Venerdì 10 maggio alle ore 20,30 presso la Chiesa episcopale americana di Firenze (Via Rucellai, 13 – pressi Stazione Santa Maria Novella) avrà luogo l’incontro su “Violenza e diversità“. Introdurrà la serata Claudio Cardone, presidente dell’Associazione “Fiumi d’acqua viva” mentre terranno delle relazioni Elisa Cesan della Chiesa evangelica valdese sulla violenza omofoba, Giampaolo Pancetti della Chiesa anglicana di rito vetero-cattolico “S. Vincenzo di Lerins” sulla violenza contro i credenti di altre fedi, la diacona Paola Reggiani della Diaconia valdese fiorentina sulla violenza contro i bambini e Marta Torcini dell’Associazione “Fiumi d’acqua viva” sulla violenza contro le donne. La serata avrà un momento iniziale di preghiera condotto da Mark Dunnam della Chiesa episcopale americana e uno conclusivo a cura di David Buttitta, della Chiesa evangelica valdese.

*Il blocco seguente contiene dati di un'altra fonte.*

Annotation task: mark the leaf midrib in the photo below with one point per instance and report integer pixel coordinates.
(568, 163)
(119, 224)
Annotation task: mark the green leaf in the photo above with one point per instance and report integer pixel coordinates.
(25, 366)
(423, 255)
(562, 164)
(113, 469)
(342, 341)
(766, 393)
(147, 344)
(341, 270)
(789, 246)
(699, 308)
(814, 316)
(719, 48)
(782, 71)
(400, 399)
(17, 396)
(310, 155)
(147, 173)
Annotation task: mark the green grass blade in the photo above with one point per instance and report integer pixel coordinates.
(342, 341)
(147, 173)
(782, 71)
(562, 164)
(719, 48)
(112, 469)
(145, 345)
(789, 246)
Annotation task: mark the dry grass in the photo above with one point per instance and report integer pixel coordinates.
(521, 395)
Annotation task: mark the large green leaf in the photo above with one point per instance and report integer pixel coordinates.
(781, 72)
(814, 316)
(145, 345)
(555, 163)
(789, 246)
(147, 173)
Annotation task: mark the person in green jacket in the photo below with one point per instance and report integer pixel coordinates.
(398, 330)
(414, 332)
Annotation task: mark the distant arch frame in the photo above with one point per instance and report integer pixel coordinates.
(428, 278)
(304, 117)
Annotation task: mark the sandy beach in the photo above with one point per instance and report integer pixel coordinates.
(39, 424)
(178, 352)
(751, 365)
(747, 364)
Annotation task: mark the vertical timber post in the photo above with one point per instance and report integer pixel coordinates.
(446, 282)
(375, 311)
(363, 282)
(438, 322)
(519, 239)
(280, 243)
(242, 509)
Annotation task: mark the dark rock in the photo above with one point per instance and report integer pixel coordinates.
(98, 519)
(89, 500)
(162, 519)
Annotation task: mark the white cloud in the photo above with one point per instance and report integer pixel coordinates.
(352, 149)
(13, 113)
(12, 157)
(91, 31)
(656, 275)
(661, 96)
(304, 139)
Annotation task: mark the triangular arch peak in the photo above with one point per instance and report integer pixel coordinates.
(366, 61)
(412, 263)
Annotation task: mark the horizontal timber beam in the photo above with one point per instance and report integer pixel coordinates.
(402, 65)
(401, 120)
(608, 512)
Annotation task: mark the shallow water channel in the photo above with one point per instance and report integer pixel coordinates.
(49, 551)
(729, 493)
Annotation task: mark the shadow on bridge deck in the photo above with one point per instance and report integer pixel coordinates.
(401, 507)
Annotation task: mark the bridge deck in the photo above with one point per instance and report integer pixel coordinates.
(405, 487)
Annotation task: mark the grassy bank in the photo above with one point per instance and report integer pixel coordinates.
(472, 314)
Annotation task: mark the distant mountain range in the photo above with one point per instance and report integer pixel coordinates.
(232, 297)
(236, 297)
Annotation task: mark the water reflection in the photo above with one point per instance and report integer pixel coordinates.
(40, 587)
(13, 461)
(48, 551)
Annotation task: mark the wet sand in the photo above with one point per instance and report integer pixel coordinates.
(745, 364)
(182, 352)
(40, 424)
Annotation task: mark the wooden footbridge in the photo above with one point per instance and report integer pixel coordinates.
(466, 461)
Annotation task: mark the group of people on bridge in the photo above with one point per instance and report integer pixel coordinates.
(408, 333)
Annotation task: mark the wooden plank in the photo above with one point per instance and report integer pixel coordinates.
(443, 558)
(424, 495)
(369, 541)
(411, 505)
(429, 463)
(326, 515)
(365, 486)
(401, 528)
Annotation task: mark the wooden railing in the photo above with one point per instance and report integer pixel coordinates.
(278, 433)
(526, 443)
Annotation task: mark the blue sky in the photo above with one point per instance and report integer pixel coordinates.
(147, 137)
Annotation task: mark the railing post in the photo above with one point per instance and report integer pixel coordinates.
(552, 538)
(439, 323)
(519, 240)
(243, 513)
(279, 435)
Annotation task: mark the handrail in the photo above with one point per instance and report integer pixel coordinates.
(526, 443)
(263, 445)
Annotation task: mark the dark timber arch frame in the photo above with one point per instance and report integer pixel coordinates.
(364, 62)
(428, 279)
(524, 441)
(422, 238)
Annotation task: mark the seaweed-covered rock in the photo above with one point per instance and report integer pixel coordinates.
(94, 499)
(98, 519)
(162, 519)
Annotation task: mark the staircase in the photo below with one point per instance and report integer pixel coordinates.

Al termine della serata avrà luogo un piccolo rinfresco offerto dall’Associazione “Fiumi d’acqua viva”
Domenica 12 maggio alle ore 10,30 presso la Chiesa evangelica valdese di Firenze (Via Micheli angolo Via Lamarmora – pressi Piazza S. Marco) si terrà invece l’annuale culto per le vittime dell’omofobia con liturgia e predicazione a cura di Andrea Panerini, ex presidente di “Fiumi d’acqua viva” e studente in teologia in vista del ministero pastorale nella chiesa valdese. Vi saranno interventi e preghiere di membri dell’Associazione “Fiumi d’acqua viva” e della Chiesa anglicana di rito vetero-cattolico “S. Vincenzo di Lerins”.

Info:
fiumidacquaviva@gmail.comhttp://www.fiumidacquaviva.org
3293276430 (Marta) – 3487453594 (Claudio)

Il 16 maggio a Firenze si prega per le vittime dell’omofobia

In questi giorni, a Firenze e in altre  città italiane e spagnole, alcuni gruppi di cristiani omosessuali si raccoglieranno in preghiera in vari luoghi di culto per dare vita ad una veglia di preghiera in ricordo delle vittime dell’omofobia. L’occasione è offerta dalla Giornata internazionale contro l’omofobia che si celebra il 17 Maggio.

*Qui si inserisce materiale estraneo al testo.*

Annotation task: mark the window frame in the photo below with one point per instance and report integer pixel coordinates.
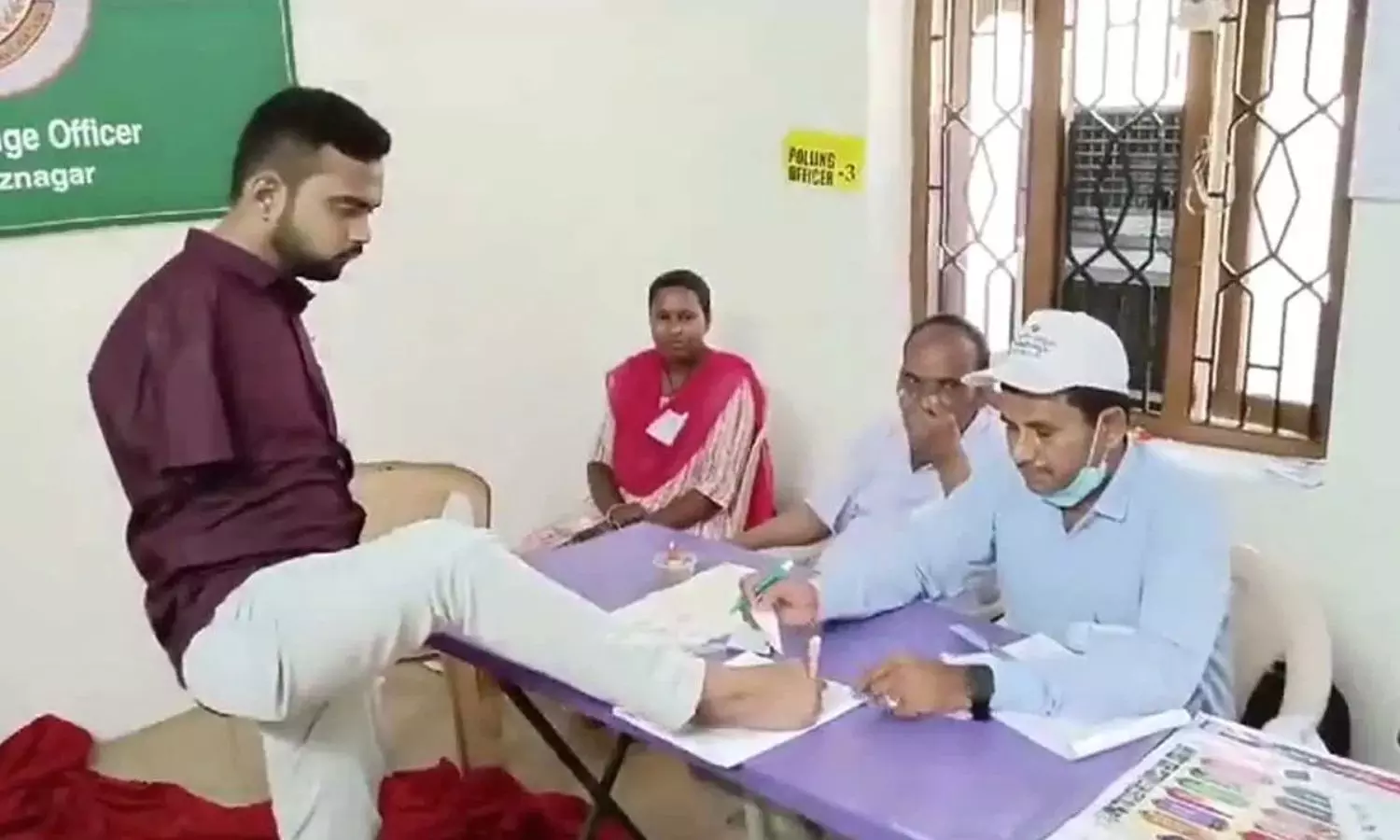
(1237, 422)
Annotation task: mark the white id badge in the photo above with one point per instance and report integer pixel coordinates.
(666, 427)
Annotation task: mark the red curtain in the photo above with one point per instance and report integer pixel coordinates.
(49, 792)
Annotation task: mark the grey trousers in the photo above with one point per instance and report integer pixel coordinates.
(300, 649)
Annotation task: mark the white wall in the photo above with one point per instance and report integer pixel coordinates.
(549, 160)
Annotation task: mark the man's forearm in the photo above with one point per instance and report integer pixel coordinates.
(797, 526)
(602, 486)
(954, 470)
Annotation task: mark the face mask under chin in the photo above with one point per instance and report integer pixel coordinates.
(1085, 482)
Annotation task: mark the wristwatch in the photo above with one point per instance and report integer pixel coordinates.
(980, 686)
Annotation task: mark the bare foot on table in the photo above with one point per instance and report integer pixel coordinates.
(780, 696)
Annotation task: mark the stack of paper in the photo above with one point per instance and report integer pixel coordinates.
(1064, 736)
(699, 613)
(730, 748)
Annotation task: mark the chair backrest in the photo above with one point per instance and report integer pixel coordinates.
(1276, 618)
(750, 472)
(398, 493)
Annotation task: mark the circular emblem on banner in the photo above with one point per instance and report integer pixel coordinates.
(38, 38)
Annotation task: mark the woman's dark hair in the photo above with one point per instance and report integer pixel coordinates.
(1091, 402)
(680, 279)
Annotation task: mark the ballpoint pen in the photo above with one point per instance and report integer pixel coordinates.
(767, 582)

Le Veglie sono promosse da diverse comunità religiose delle varie confessioni cristiane, che hanno collaborato alla loro realizzazione.
A Firenze l’iniziativa è organizzata dalla nostra associazione “Fiumi d’acqua viva – Evangelici su Fede e Omosessualità” e dal Gruppo Kairòs – omosessuali cattolici di Firenze, oltre che da altri soggetti (chiesa battista, chiesa valdese, vetero-cattolici, Ireos, Pax Christi…) e avrà luogo nella Chiesa cattolica romana della Madonna della Tosse di Firenze (Largo Zoli 1, presso il Parterre) la sera di mercoledì 16 maggio 2012 alle ore 21.